Faire des êtres humains des producteurs et des consommateurs et s'arroger au passage, en vertu de la loi du plus fort, la plus grosse part possible de la valeur créée que l’on réinvestira sans cesse, constitue le moteur du système développé par le capitalisme. L'irrationalité de ses sectateurs se révèle ici: dans un monde fini, un mécanisme de croissance infinie est une aberration. Nous avons vu que, pour conquérir les esprits, il fallut au darwinisme social se travestir, ce qu’il a fait en se drapant dans la toge d’une pseudo-science. Mais il lui fallait encore plus: il lui fallait à la fois gouverner les producteurs, afin qu’ils fissent le travail que l’on attendait d’eux sans coûter un « pognon de dingue », et mettre sous influence les consommateurs - qui se trouvent assez souvent être les mêmes individus - ainsi que les politiques. Grégoire Chamayou a montré (1) qu’à partir des années 60, la partie n’a pas été des plus faciles pour le capital. Le plein emploi, en chassant la peur du chômage et de l’exclusion, encourageait les salariés au relâchement voire à l’indiscipline et à l’infidélité. En même temps, les sirènes de la société de consommation, en proposant sans cesse de nouvelles tentations, augmentaient les besoins et les exigences de rémunérations croissantes. Au surplus, dans les pays démocratiques, les politiques avaient tendance à se ranger du côté des aspirations de leurs peuples et, par leur activité législative et règlementaire, commençaient à avantager le travail au détriment du capital, les travailleurs au détriment des détenteurs de capitaux. Le développement du crédit à la consommation, le retour organisé du chômage par le biais de la mondialisation, les stratégies d’endettement des ménages et des Etats ainsi que l’endoctrinement voire l’achat des élites, ont écarté les menaces qui pesaient sur la performance du système.
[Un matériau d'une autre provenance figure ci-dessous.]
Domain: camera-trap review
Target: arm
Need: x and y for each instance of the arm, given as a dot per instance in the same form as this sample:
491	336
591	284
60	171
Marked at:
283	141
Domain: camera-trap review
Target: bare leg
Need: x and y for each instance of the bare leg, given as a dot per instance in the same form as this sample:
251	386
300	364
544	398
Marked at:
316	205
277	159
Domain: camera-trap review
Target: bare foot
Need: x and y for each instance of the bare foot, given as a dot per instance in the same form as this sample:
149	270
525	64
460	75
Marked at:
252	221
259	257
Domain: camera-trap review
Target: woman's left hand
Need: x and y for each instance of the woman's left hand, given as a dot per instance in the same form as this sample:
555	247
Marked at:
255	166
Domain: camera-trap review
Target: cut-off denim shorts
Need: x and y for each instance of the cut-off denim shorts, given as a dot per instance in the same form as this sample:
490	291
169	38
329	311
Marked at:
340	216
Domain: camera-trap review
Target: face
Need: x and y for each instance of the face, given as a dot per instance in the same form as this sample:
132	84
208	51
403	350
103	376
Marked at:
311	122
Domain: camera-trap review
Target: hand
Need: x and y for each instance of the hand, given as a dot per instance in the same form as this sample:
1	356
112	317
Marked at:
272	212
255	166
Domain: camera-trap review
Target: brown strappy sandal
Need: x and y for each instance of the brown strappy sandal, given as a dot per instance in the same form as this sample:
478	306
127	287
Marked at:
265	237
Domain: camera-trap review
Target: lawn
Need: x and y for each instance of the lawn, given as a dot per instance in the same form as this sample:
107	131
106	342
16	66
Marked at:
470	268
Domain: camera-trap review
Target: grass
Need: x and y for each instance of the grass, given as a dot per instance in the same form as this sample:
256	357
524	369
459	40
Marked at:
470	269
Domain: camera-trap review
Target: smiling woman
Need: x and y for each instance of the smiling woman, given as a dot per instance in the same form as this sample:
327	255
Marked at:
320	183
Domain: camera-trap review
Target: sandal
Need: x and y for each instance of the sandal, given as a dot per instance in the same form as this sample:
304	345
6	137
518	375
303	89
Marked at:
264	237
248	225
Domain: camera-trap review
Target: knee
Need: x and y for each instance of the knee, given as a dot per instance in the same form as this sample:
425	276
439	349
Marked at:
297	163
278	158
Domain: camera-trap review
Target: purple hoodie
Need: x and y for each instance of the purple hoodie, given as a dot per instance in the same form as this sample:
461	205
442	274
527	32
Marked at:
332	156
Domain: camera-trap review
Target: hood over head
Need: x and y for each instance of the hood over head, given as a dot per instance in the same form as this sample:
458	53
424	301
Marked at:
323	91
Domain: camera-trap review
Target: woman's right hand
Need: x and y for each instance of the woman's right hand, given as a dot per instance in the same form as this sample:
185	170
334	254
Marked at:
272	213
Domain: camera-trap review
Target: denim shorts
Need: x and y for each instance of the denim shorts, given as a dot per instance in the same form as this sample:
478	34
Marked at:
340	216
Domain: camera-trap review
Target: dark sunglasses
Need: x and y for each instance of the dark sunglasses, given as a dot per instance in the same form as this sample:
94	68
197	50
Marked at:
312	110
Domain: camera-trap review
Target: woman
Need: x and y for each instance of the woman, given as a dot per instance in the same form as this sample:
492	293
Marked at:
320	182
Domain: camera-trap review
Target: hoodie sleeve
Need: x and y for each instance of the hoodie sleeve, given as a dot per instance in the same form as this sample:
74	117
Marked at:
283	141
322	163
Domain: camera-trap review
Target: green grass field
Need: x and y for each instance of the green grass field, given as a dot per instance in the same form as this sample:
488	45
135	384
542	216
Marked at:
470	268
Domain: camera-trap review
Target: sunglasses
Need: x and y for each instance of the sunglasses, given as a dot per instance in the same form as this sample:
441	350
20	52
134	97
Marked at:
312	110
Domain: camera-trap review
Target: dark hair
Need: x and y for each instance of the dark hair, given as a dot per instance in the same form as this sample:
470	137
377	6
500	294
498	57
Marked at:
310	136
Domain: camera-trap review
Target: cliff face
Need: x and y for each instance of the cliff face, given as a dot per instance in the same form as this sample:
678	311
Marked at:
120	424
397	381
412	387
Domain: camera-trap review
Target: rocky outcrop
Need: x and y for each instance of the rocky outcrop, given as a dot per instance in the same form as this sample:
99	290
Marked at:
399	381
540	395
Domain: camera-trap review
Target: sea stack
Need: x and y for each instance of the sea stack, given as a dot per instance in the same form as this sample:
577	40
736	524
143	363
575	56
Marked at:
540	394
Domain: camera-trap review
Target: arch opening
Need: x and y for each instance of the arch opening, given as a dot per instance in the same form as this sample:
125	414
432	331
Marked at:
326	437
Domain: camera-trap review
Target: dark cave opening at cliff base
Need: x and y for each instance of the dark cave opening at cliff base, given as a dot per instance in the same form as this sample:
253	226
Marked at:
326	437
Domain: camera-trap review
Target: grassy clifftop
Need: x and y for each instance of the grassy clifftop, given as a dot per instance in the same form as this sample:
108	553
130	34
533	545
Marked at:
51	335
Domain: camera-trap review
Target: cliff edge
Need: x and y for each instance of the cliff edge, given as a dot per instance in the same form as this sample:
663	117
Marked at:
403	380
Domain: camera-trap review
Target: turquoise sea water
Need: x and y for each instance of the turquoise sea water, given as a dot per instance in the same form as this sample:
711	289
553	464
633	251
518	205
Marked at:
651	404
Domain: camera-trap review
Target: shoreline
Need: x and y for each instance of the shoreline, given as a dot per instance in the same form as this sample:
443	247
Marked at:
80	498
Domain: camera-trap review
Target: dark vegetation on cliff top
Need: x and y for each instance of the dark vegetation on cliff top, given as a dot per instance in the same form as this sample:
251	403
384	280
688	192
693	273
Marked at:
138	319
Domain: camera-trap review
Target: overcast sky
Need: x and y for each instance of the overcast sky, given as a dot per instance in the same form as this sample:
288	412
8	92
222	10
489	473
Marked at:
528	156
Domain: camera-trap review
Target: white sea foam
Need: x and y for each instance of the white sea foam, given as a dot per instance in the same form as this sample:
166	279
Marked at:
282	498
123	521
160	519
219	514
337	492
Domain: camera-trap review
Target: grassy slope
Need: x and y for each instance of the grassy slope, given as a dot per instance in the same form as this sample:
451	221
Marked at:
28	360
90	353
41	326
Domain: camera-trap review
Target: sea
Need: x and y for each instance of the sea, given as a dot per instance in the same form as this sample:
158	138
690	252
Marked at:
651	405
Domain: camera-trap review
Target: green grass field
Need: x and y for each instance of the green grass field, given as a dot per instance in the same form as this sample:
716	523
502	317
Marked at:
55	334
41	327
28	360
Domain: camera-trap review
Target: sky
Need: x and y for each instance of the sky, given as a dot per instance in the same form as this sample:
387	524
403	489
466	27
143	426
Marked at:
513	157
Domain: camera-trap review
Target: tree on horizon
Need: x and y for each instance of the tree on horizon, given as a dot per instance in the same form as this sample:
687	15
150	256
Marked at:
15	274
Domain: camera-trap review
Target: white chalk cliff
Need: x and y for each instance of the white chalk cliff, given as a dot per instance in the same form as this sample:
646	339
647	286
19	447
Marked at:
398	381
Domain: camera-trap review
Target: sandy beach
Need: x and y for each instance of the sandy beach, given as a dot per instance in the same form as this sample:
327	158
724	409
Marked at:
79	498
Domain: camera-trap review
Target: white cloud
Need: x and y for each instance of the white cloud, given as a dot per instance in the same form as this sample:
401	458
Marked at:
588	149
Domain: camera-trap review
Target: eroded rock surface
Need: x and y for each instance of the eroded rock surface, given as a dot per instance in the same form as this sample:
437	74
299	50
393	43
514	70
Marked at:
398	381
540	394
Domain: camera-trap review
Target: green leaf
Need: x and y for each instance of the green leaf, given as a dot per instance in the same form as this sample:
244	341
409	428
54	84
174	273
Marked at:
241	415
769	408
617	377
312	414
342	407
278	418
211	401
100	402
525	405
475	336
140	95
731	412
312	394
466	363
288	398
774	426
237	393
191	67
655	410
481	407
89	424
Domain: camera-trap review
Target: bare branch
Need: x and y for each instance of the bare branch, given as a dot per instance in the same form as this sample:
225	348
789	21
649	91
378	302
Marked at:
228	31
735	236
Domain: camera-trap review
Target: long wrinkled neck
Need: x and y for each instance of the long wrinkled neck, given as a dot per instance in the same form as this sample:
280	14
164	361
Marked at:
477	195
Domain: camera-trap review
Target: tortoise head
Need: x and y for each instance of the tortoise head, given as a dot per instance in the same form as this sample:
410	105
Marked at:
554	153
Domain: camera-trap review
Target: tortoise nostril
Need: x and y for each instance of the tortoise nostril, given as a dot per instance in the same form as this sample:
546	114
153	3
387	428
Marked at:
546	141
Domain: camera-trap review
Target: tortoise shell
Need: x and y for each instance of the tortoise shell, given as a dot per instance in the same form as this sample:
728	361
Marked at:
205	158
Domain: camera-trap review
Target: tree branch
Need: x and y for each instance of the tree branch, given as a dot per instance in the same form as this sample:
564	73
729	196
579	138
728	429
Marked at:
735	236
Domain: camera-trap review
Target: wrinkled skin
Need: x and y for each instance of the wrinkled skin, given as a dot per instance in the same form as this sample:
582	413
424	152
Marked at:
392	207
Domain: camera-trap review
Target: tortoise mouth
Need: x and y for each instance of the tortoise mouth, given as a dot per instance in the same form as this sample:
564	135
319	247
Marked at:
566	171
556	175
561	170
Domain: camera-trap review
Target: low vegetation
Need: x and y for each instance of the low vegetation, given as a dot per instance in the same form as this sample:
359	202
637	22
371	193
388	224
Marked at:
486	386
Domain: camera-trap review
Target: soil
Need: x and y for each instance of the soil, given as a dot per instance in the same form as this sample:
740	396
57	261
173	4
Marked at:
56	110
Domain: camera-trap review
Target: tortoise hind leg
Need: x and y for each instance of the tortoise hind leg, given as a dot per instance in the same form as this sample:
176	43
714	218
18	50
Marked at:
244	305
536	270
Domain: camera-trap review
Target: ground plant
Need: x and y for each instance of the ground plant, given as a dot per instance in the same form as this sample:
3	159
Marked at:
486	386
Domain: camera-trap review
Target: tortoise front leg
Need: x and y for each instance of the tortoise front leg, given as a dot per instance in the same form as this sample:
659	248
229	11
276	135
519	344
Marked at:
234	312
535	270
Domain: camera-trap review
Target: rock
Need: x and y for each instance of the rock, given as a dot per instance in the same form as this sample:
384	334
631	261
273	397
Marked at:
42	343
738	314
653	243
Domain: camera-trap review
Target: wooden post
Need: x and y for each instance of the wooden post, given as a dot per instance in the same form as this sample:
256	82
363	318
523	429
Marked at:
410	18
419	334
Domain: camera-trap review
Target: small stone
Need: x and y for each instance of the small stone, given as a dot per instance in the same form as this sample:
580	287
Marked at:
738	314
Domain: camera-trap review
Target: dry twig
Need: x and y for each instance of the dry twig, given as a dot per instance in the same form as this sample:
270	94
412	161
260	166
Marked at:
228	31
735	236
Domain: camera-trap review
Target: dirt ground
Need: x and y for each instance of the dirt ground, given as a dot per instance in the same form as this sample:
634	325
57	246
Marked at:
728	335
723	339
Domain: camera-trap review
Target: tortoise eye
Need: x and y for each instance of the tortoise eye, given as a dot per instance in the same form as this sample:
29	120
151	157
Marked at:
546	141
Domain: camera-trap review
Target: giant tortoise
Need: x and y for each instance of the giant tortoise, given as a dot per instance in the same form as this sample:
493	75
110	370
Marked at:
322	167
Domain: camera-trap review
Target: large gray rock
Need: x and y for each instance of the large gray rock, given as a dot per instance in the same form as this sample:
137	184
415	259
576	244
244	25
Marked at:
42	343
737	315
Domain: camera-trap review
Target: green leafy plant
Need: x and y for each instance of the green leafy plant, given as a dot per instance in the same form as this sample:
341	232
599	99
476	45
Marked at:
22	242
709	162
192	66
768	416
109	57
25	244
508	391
Aujourd’hui, il émerge de cette période plus puissant et plus arrogant qu’il le fut jamais. Le milliardaire et philanthrope Warren Buffet, en 2005, a déclaré tout franchement sur CNN : « Il y a une guerre des classes, c’est un fait. Mais c’est ma classe, la classe des riches, qui mène cette guerre et qui est en train de la gagner. »

 

Edward Bernays (1891-1995), l'auteur de Propaganda(2), a marqué un tournant dans l’art de mettre les masses sous influence lorsqu’il a potentiellement doublé le marché du tabac en convainquant les Américaines de fumer malgré les préjugés de l’époque qui attribuaient un « mauvais genre » aux pétuneuses. Cette réussite met en lumière que le marketing n’est pas seulement une discipline de gestion. Bien davantage que cela, il est un producteur de culture au sens anthropologique du terme. Comment Bernays s’y est-il pris ? Neveu de Sigmund Freud, inspiré par les idées de son oncle, il a fait subtilement de l’acte de fumer un trophée à arracher aux mâles. Je ne sais pas à quand remontent les premiers constats sur les méfaits du tabac, mais le génie de Bernays a fait aussi en rebond - et on pourrait dire que c’est une allégorie du système - le bonheur des industries de la santé: le cancer du poumon, conséquence de la tabagie, engendre ailleurs un ruissellement de chiffre d’affaires. Ce procédé qui consiste à vendre non le produit mais un fantasme qu’on lui attache a été repris depuis lors dans une multitude de domaines. Par exemple, alors même qu’on n’a jamais autant parlé du réchauffement climatique, il fait que les ventes de véhicules SUV, aux performances inutiles pour nos conditions de circulation, s’envolent. Le kilogramme de viande humaine transporté utilise ainsi de plus en plus de ressources sans autre justification que celle du story telling dont les égo se repaissent. Du cancer du poumon des fumeuses on passe à l’engorgement et à la pollution de nos villes, à l’artificialisation accrue des sols pour la circulation et le parcage des véhicules, à l’exploitation de ressources de plus en plus nocives comme le gaz de schiste, et, si l’on verse dans les carburants prétendument « verts », à la destruction de l’habitat de nombreuses espèces animales. L’incohérence est égale du côté des politiques qui - un exemple parmi d’autres - envoient sur les routes voyageurs et marchandises au détriment du rail pourtant largement préférable en termes d’écologie et de consommation de ressources.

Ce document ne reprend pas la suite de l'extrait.